Once a price is set — either through a regulatory edict or a voluntary initiative such as Microsoft’s — both public and private entities have started to pilot new models for reinvestment in different types of sustainability projects.
In California, for example, cap and trade funds are being spent on everything from building severely lacking affordable housing near public transit to high-speed rail and energy efficiency upgrades.
At Microsoft, carbon funds have paid for 60 projects in 23 countries worth more than $2 million. Tangential benefits include positive marketing, better employee buy-in on sustainability initiatives and energy cost savings. But the actual investment fund is doled out based on a formal grant application process that prioritizes several factors:
Tangible examples of new programs that have gotten off the ground include:
Energy efficiency retrofits: Energy initiatives aimed at reining in the company’s existing footprint range from a $71,000 lighting upgrade for a 270-employee office in Bogota, Colombia (which has saved $18,000 per year and 55,000 kWh of electricity) to an overhaul of how the company approaches its $55 million in annual energy costs at its Washington headquarters, implementing an “Internet of Things meets Big Data approach” with an energy management system that ties together 38,000 sensors in 125 buildings.
Renewable energy: The company has focused on long-term power purchase agreements, such as a 20-year, 110 MW wind project in Texas. Microsoft also buys short-term renewable energy credits for renewable sources including biomass, geothermal, hydro, landfill gas and wind energy.

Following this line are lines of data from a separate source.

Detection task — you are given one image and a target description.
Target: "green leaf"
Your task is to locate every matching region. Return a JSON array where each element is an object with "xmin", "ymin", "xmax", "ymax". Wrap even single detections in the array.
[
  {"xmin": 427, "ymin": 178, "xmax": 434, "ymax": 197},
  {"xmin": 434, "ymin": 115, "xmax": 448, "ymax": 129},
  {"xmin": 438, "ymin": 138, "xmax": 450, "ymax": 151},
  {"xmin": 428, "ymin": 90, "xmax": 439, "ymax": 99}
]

Electronic waste recycling: A Microsoft IT Asset Disposition Program set up in July 2011 has recycled 400,000 assets (phones, printers, keyboards) and reused 350,000 assets in the U.S. alone. For the 2015 fiscal year, the company is directing $15 for each of its 97,000 employees to the program, which pencils out to almost $1.5 million.
Carbon offsets with community socioeconomic impact: When looking to offset its enduring carbon emissions, Microsoft prioritizes projects in developing countries with potential to scale. That includes efforts such as preserving 47,000 hectacres of carbon-dense rainforest in Borneo at risk of deforestation in palm oil sourcing or investing in water filters and cookstoves in Guatemala to reduce wood fuel costs and incidence of disease.
In the future, the company notes in the report that it plans to more aggressively pursue on-site renewable energy and other larger-scale investment projects.
“Microsoft has been a pioneer in facing the facts, which are that climate change is happening and is going to mean a certain amount of change in the economy,” DiPerna said. “Companies need to know what the hidden costs are.”